NF4 and FP8 are model names or versions used within the AI system discussed in the video. The presenter mentions generating images with these models, noting the time and capacity required for different image sizes and steps. NF4 and FP8 likely represent different configurations or optimizations of the AI model, with NF4 being faster but FP8 potentially offering higher quality or different features.

💡Stable Diffusion

Stable Diffusion is a type of AI model known for its ability to generate high-quality images from text prompts. While not directly mentioned in the video script, the term is part of the initial list of models (SD, XL, or Flux).
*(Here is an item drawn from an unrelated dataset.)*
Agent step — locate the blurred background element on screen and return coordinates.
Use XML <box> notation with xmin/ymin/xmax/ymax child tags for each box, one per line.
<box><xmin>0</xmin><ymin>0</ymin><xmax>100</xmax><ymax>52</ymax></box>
It's likely that Stable Diffusion is one of the models that could be used within the WebUI Forge environment, suggesting that it is a model that can be configured and optimized for various image generation tasks.

Highlights

WebUI Forge now supports Flux1, enhancing compatibility with various models.

Optimal settings for Flux are automatically configured in Forge.

Preparations are necessary for generating images with Flux.

Varying the number of steps from 20 to 50 affects image generation quality.

RTX 4070ti with 64 memory is used, with 20 steps taking 30-40 seconds.

Image quality improves with an increase in the number of steps.

30 steps are chosen for a balance between quality and generation time.

Exploring various sampling methods in Flux.

Reducing image size to 512 x 768 at step 20.

Certain images become extremely blurry at lower resolutions.

Preference for ++2m or Euler sampling methods over others.

Applying different schedulers to the sampling method improves image quality.

Testing CFG scale with a starting value of 1.

Combination of Euler and Simple sampling methods with a cat prompt.

Increasing CFG scale affects image clarity.

Choppa model generates unexpected results when used with Flux1.

Comparison between NF4 and FP8 models in terms of generation time and capacity.

Flux1 model download link provided in the summary section.

Introduction of Flux1, a model surpassing mid-journey in performance.